O Mito da Marginalidade

*Mariana Perozzi

Em O Mito da Marginalidade (1977), a antropóloga americana Janice Perlman analisa os principais estereótipos - delineados por teóricos, elaboradores de políticas ou pelo senso comum - relacionados a moradores de favelas. Tais estereótipos são por ela chamados mitos da marginalidade, os quais ela busca rechaçar ou confirmar a partir dos resultados da pesquisa que realizou em favelas do Rio de Janeiro, no final da década de 1960.

Na época do estudo, o Rio de Janeiro era uma das cidades brasileiras que mais crescia. Tinha cerca de 300 favelas, com uma população aproximada de um milhão de pessoas.

No Capítulo 1 (Cidades e Favelas), a autora aborda as controvérsias sobre a urbanização – fenômeno que se processa a uma velocidade maior que a industrialização e a criação de instituições urbanas compatíveis (oportunidades de trabalho, serviços urbanos, acomodações, infra-estrutura e capacidade administrativa da cidade), devido às elevadas taxas de migração, crescimento natural da população ou supermecanização (uso de tecnologia capital-intensiva nas indústrias, em detrimento da geração de novos postos de trabalho).
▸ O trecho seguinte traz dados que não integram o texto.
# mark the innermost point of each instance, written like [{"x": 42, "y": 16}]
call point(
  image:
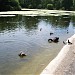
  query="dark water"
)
[{"x": 21, "y": 33}]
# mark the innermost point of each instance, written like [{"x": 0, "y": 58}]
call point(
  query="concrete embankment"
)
[{"x": 61, "y": 64}]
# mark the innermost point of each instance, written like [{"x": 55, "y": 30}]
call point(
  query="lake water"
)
[{"x": 22, "y": 33}]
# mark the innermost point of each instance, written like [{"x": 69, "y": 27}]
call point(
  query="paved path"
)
[{"x": 64, "y": 63}]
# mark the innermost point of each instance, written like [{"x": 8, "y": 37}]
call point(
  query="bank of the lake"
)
[
  {"x": 63, "y": 64},
  {"x": 22, "y": 33}
]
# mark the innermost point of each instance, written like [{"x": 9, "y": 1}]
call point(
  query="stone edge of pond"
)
[{"x": 59, "y": 65}]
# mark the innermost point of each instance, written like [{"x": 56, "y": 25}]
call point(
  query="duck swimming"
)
[
  {"x": 69, "y": 42},
  {"x": 55, "y": 39},
  {"x": 22, "y": 54}
]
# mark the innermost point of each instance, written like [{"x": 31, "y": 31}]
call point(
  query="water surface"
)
[{"x": 22, "y": 33}]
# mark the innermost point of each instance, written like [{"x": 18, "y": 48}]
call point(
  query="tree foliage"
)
[{"x": 35, "y": 4}]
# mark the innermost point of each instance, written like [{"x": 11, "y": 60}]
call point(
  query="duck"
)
[
  {"x": 40, "y": 29},
  {"x": 56, "y": 39},
  {"x": 69, "y": 42},
  {"x": 22, "y": 54},
  {"x": 64, "y": 42}
]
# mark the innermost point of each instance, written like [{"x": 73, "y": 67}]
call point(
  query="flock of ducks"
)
[{"x": 55, "y": 40}]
Perlman aborda também as favelas e as controvérsias acadêmicas que as cercam. Descreve os argumentos que sustentam pontos de vista como o das “favelas como aglomerações patológicas” (lugar de vagabundos, ladrões, bêbados e prostitutas que vivem em condições subumanas), “favelas como comunidades em busca de superação” (lugar de gente dinâmica, honesta e capaz) e “favelas como calamidade inevitável” (conseqüência natural e infeliz do crescimento urbano, dependente de ações paternalistas).

O Capítulo 2 (Duas Favelas e Um Subúrbio) descreve em detalhes a pesquisa de campo realizada pela autora entre 1968 e 1969, nas favelas da Catacumba (Zona Sul do Rio), Nova Brasília (Zona Norte) e Duque de Caxias (Baixada Fluminense). Como metodologia, empregou observação participante, entrevistas abertas, análise do contexto, dados de levantamento e históricos vitais cronológicos. Cada uma das três comunidades apresentaram características diferentes – e bastante peculiares - quanto à localização, aspectos físicos, história, serviços urbanos, espírito comunitário e perspectivas quanto à remoção.

No Capítulo 4 (A Teoria da Marginalidade e o Ideal Tipo), Janice Perlman primeiramente enfoca os usos comuns (populares) do termo marginalidade, para depois examinar as escolas e teorias que o conceituam.

No imaginário popular, o marginal é um elemento indolente e perigoso, geralmente ligado ao submundo do crime, da violência, das drogas e prostituição. As conotações pejorativas ligadas aos pobres na América Latina possuem profundas raízes históricas, sendo tais estereótipos, inclusive, perpetuados pelas próprias instituições oficiais.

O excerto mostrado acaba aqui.